I am having a really hard time understanding 3D arrays. I can’t wrap my head around this image:

I can understand 2D arrays, but not this. And then we have the training set that says

Remember that `train_set_x_orig`

is a numpy-array of shape (m_train, num_px, num_px, 3).

So the shape is (209, 64, 64, 3). This means it’s 209 rows of arrays that are 64x64? I just can’t, I am trying to understand this all day and I just can’t grasp it.

train_set_x_orig.reshape(train_set_x_orig.shape[0], -1).T

Also, this line doesn’t make sense to me. The shape of our train_set_x_orig is (209, 64, 64, 3). So we are reshaping this to have 209 rows, -1? What’s -1?

I feel a bit lost.

1 Like

Yes, it’s pretty tricky to make the jump from 2D arrays to 4D arrays. You can take it one step at a time:

For a single image, it is a 3D array. In our case the images are 64 x 64 x 3, which means you can think of it as 64 x 64 pixels and at each location, you have 3 color values RGB that give you the exact color of the pixel at that location. So it’s 64 x 64 positions with 3 values at each point. Or think of it as three layers stacked behind each other that are 64 x 64: the red picture, the green picture and the blue picture.

Now when you take the next step up and handle multiple images at in a batch, what we do is add the first dimension for the “samples”. The number of samples m = 209 in this case, so think of it as 209 images in a list, each of which has 64 x 64 pixels and at each pixel location you have 3 color values. So it’s 209 x 64 x 64 x 3.

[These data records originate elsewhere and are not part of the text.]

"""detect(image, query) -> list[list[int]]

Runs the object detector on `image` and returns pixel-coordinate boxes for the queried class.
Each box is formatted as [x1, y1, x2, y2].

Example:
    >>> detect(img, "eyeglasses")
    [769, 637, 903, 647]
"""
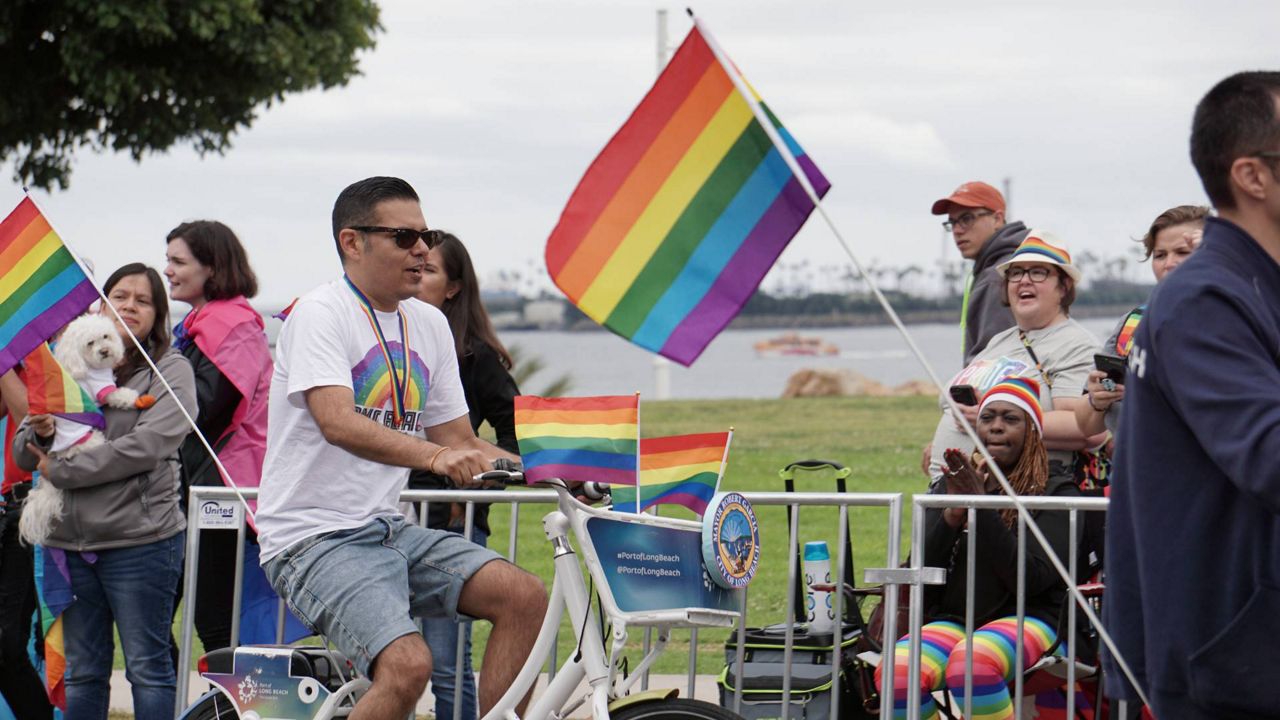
[1005, 266, 1054, 283]
[1253, 151, 1280, 170]
[350, 226, 443, 250]
[942, 210, 993, 232]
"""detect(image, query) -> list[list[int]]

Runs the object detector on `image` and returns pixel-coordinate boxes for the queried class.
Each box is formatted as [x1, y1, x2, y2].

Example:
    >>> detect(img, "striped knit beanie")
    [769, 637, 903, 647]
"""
[978, 376, 1043, 435]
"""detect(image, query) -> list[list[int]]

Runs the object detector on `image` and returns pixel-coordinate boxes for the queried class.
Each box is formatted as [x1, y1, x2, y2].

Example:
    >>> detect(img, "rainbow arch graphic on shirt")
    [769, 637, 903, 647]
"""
[351, 342, 429, 410]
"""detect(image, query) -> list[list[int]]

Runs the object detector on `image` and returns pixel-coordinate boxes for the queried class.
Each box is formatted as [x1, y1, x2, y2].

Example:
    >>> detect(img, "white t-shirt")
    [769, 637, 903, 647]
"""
[927, 318, 1098, 481]
[256, 279, 469, 561]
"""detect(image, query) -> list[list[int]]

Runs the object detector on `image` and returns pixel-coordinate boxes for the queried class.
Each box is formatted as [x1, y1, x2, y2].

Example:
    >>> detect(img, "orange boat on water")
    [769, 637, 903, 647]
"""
[753, 332, 840, 357]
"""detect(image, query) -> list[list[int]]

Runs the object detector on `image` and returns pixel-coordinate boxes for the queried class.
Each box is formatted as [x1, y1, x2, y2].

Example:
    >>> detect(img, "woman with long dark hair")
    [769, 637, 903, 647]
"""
[15, 264, 197, 720]
[164, 219, 279, 650]
[881, 377, 1080, 719]
[410, 231, 519, 720]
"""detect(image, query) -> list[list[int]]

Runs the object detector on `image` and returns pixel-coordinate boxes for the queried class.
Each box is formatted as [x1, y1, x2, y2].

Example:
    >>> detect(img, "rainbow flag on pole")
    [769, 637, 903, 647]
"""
[545, 23, 830, 366]
[0, 198, 98, 375]
[612, 431, 732, 516]
[514, 395, 639, 485]
[23, 343, 103, 428]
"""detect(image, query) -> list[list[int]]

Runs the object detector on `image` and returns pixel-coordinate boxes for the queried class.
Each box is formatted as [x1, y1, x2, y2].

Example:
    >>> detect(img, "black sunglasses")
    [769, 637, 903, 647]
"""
[350, 226, 443, 250]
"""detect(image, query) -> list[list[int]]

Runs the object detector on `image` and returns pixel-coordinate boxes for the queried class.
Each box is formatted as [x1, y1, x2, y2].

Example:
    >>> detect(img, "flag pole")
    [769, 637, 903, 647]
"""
[687, 11, 1151, 708]
[634, 391, 643, 516]
[24, 196, 257, 523]
[711, 427, 733, 497]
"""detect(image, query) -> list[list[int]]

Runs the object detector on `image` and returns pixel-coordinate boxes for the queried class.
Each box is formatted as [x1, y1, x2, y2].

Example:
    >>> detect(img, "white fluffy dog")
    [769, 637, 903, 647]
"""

Now when we “unroll” or “flatten” the 4D array into a 2D array so that we can feed it to our neural network, we need to be careful how we do that. Here’s a thread which explains that process in detail.

3 Likes

So if I understood this correctly, this is my training set? Test set is the same with fewer examples.

2 Likes

Yes, the test set has different images, but they are the same size and shape. There are 50 images in the test set and 209 in the training set.

1 Like